No, that headline does not have a typo. There’s a reason Honestly, Nevermind shows up in your streaming platform of choice as a “dance” album. Because, well, it is, in fact, just that. Drake’s seventh studio album comes nine months after Certified Lover Boy, a project knee-deep in controversy, anticipation, and sameness. Rather than repeat the formula, Honestly, Nevermind plants its feet firmly in places that pump house music and club blends for partygoers or H&M shoppers.
Still wallowing in the woes of a man convinced he’s the nice guy in every situation, Drake’s latest has moments that shine.

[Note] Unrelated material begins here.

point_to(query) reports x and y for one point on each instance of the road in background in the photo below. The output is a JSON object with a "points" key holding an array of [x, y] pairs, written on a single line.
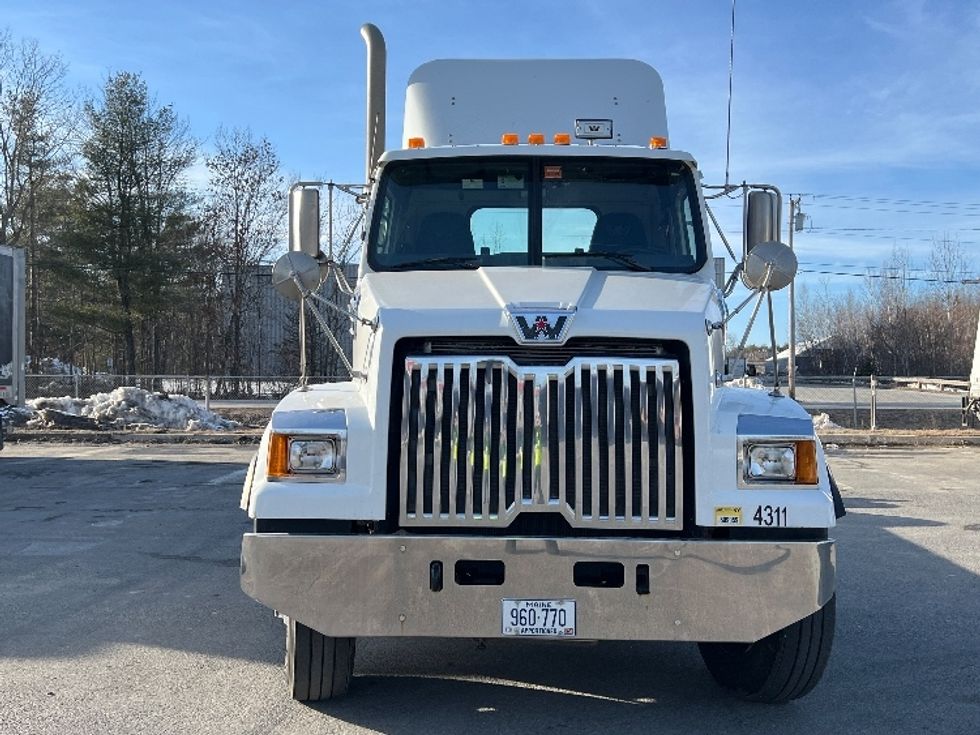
{"points": [[122, 613]]}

But even armed with grooves that soothe and do precisely what they’re designed to do, Drake’s subject matter reveals nothing new. For an emotional cat who came to power partly because of his vulnerability, Honestly, Nevermind plays it safe.
Let’s get this out of the way: Reviewing an album meant for a specific space while not being in that space is weird. Honestly, Nevermind is made for late nights where the lyrics don’t matter because the vibe is so undeniable. The second “Texts Go Green” starts, images of Miami nightlife immediately flood the brain. The fact that the song is about cutting ties with a toxic relationship is entirely irrelevant when the lights go down and the sweat drips.
Like a mosquito, Drake’s music needs summer weather to flourish and enter the bloodstream. That’s why he starts a dance album with “Falling Back,” a sad tale about giving his all to someone who can’t give him even a third of that.
Drake is still Drake, regardless of the backdrop or genre. His usual suspects of producers provide beats that wrap around every word, pause, croon, or mood Drake’s words create. OVO is a well-oiled machine at this point in Drake’s reign. No matter what genre he chooses to two-step, the album’s technical proficiency is never questioned. “Flight’s Booked” mashes gospel, house, EDM, and R&B seamlessly. Calling Honestly, Nevermind an album filled with different versions of “Passionfruit” is reductive. Still, for those on the fence, that’s the best comparison.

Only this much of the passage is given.